Tinea pedis – This is a tinea infection affecting the feet where the webbing between the toes develops rashes and a scaly appearance.
Tinea capitis – This is an infection affecting the skin of the scalp in the form of raised red ring-like rashes. In severe conditions, the hair stops growing and the skin develops bald patches with a rough scaly appearance.
Tinea corporis – Reddish ringlike clusters on your arms, legs, and chest area.
Tinea unguium – It infects the toenails making them dark, flaky and brittle to the touch.
What concerns us, is Tinea cruris. This is the technical name attributed to jock itch. It affects the skin in the groin surrounding the genital openings. You find the infection affecting the genital organs in both men and women in the upper part of the thighs, the buttocks, and the skin near the anal opening. The infection is usually confined to the frontal area to begin with, and progresses slowly to the genital organs, back and buttocks if treatment is either ignored or postponed.
Why jock itch targets the genital zone
The fungus only grows in warm and wet conditions. The groin at any moment in time, is usually an area that preserves warmth and moisture for a number of reasons:
- It is the most tightly covered of all body parts. We wear bikinis, panties, and briefs that are skin tight, which packs hair tightly and closer to the skin.

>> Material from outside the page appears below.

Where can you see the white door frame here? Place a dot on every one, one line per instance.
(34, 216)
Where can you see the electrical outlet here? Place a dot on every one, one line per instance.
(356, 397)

- Layers of tight underwear and trousers help lock in a certain level of warmth and moisture.
- Synthetic fabrics that we wear allow less air to circulate over the skin allowing higher levels of moisture to accumulate.
The areas that are most susceptible to jock itch
The bikini line: The skin emerging from the edges of a bikini, especially the bottom half near the thighs.
The perineum: The area between the scrotal sac (in men) and the anus, and between the anus and the vulva in women. Here we see very sensitive skin that holds a lot of hair and generates copious sweat after exertion.
The gluteal cleft: This is the anal crack or cleft between the two cheeks of the butt. It also affects the creases of the buttocks as they hang over the thighs.
The upper part of the thighs: The area where the thighs join the waist of the genital organs. This is an area that has a lot of sweat glands and is exposed to plenty of skin friction. Rashes and sores in this area seriously incapacitate the patient.
The labia of the vagina: In extreme candidiasis, a creamy white bad smelling discharge oozes out of the vagina which is owed to a yeast infection.
The glans of the penis: The glans or head of the penis in men can develop infections especially when symptoms are ignored and itching becomes chronic. The foreskin also develops inflammation in uncircumcised males.
Within the folds of skin in obese people: In obese individuals, skin overhang creates crevices where the elements of sweat and skin on skin friction is at its highest.
Whatever the specific area is that the fungus infects, the symptoms remain the same. The skin appears raised and thickened with circular or wavy patches having scaly, roughened edges. The rashes thicken and sometimes crack forming sores that ooze a clear liquid or dark pus.
- Depending on the exact location of the body which harbors the infection, dictates the type of infection
- The infection affects the genital organs of men and women, the upper part of the thighs, the cheeks of the buttocks and the skin near the anal opening.